The PTFE aqueous dispersion of the present invention has excellent long-term dispersion stability, PTFE does not separate inside the final product even when added to a liquid material such as a paint, and the functionalization of PTFE can be realized in a desired final form. Since it has excellent productivity, it can be used as a molding material for inks, paints (varnish, paint, etc.), grease, modifiers for modifying toner, engineering plastics such as polyimide, polyamide, polycarbonate, polyphenylene sulfide, etc. It can be suitably used as an agent for improving the slipperiness and wear resistance, an additive to the plating solution, and the like.

Claims (5)

1. 10 to 70% by mass of polytetrafluoroethylene fine particles having a primary particle size of 0.03 to 0.3 μm and a number average molecular weight Mn of 10,000 to 30,000, and the dispersing agent is polytetrafluoroethylene fine particles A polytetrafluoroethylene aqueous dispersion characterized by containing 0.5 to 20% by mass with respect to the volume, having a foam volume ratio of less than 10 vol%, and having an average particle size of less than 300 nm by a dynamic light scattering method.

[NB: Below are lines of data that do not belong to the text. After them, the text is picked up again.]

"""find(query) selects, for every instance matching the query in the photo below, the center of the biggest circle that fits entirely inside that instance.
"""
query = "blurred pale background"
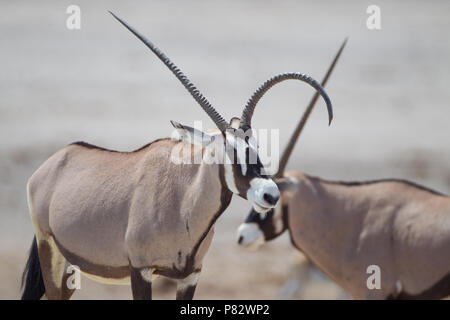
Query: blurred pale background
(101, 85)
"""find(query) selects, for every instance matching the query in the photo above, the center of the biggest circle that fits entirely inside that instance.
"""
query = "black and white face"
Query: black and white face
(244, 172)
(259, 228)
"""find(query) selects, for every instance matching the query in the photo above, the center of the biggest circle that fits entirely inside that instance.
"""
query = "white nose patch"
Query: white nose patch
(258, 188)
(250, 236)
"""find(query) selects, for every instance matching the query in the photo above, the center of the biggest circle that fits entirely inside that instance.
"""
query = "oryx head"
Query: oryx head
(259, 228)
(244, 173)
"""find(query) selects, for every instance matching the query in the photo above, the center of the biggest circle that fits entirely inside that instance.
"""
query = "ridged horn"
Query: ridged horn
(247, 114)
(196, 94)
(290, 146)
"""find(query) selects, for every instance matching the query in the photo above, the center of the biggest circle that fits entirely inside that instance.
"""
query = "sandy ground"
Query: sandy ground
(99, 84)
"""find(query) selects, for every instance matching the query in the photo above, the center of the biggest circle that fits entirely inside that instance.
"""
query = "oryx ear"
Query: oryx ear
(192, 135)
(288, 186)
(235, 122)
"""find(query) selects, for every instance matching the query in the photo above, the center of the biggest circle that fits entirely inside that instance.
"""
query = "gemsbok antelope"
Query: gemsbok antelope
(345, 227)
(126, 217)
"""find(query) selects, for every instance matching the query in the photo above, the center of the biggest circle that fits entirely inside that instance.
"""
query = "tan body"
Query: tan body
(110, 211)
(344, 228)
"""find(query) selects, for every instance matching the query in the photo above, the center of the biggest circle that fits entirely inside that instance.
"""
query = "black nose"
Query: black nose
(271, 199)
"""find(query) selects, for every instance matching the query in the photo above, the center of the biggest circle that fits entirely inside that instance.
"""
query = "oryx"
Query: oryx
(349, 229)
(126, 217)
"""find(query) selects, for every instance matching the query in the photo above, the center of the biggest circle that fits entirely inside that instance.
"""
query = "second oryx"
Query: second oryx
(350, 229)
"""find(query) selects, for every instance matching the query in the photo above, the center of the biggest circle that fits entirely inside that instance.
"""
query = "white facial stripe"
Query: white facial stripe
(255, 194)
(277, 218)
(252, 236)
(229, 178)
(240, 147)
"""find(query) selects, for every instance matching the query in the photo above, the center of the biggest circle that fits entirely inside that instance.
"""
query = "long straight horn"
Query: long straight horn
(201, 100)
(247, 114)
(287, 152)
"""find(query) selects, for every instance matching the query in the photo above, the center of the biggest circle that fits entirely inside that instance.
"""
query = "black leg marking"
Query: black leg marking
(186, 287)
(141, 288)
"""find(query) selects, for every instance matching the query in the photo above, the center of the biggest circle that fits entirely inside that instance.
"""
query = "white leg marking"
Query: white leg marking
(190, 280)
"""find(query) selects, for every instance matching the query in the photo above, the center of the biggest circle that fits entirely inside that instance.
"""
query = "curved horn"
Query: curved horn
(201, 100)
(257, 95)
(287, 152)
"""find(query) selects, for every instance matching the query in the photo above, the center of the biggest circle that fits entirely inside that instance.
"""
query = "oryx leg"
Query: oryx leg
(141, 283)
(53, 267)
(186, 287)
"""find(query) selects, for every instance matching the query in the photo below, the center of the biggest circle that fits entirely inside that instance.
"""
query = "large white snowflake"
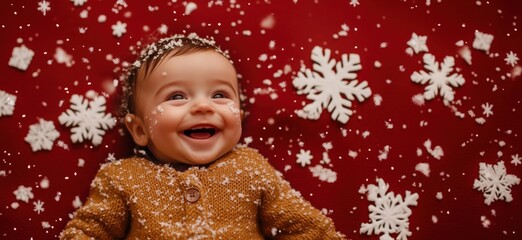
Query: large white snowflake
(418, 43)
(511, 58)
(21, 57)
(87, 118)
(390, 212)
(438, 78)
(41, 135)
(330, 88)
(482, 41)
(7, 103)
(495, 183)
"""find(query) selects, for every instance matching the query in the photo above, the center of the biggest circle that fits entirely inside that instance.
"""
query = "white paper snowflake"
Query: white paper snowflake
(390, 212)
(487, 109)
(87, 118)
(62, 57)
(495, 183)
(78, 2)
(435, 152)
(7, 103)
(23, 193)
(41, 135)
(330, 88)
(304, 158)
(516, 160)
(21, 57)
(324, 174)
(38, 206)
(418, 43)
(44, 6)
(511, 58)
(119, 29)
(354, 3)
(438, 78)
(482, 41)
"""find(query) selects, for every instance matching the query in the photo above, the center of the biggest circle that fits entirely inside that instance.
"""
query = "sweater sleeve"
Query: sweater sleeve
(104, 215)
(286, 215)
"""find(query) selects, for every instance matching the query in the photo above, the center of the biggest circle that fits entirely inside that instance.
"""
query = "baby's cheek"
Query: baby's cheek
(153, 119)
(236, 112)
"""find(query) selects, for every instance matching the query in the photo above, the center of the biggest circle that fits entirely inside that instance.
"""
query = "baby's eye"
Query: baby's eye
(218, 95)
(177, 96)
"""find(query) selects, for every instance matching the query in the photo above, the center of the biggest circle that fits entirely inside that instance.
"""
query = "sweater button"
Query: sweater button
(192, 195)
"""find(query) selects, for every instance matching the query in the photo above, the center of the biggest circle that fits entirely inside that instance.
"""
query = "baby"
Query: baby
(192, 182)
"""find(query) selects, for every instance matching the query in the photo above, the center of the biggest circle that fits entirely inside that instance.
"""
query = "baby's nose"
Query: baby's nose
(202, 106)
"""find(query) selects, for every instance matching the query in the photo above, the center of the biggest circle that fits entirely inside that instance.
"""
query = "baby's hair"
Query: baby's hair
(152, 55)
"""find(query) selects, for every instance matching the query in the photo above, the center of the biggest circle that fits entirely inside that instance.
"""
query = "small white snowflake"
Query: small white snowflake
(495, 183)
(516, 160)
(511, 58)
(24, 193)
(418, 43)
(328, 88)
(163, 29)
(482, 41)
(44, 6)
(190, 7)
(304, 158)
(354, 3)
(435, 152)
(121, 3)
(62, 57)
(390, 212)
(21, 57)
(7, 103)
(439, 79)
(111, 158)
(41, 135)
(119, 29)
(324, 174)
(38, 206)
(487, 109)
(78, 2)
(87, 119)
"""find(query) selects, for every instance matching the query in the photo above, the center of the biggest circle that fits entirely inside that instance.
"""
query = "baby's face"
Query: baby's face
(189, 106)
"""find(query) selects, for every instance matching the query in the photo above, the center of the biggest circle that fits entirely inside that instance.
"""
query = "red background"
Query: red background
(299, 26)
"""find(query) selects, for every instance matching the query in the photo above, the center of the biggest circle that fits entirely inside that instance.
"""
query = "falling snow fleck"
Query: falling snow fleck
(482, 41)
(304, 158)
(44, 7)
(511, 58)
(418, 43)
(119, 29)
(23, 193)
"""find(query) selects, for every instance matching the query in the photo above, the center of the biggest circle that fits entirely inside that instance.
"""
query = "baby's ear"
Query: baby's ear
(136, 128)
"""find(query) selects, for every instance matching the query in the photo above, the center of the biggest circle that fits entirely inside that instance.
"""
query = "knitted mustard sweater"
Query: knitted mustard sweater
(240, 196)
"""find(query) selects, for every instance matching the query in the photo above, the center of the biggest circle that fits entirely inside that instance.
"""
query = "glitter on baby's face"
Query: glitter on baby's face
(153, 118)
(237, 113)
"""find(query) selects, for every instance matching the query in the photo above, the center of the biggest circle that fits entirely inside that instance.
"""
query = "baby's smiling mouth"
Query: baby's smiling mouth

2. The aqueous polytetrafluoroethylene dispersion according to claim 1, wherein the pH is 8 to 13.
3. The polytetrafluoroethylene aqueous dispersion according to claim 1 or 2, wherein the cake ratio after standing at 25 ° C for 3 months is 40% or less, and the redispersion ratio at that time is 95% or more. .
4. The binder resin is 20 to 95% by mass in terms of solid content, and the polytetrafluoroethylene aqueous dispersion according to any one of claims 1 to 3 is 5 to 80% by mass in terms of solid content based on polytetrafluoroethylene. And a polytetrafluoroethylene function-providing aqueous composition characterized by comprising:
5. A liquid applicator filled with the polytetrafluoroethylene function-providing aqueous composition according to claim 4.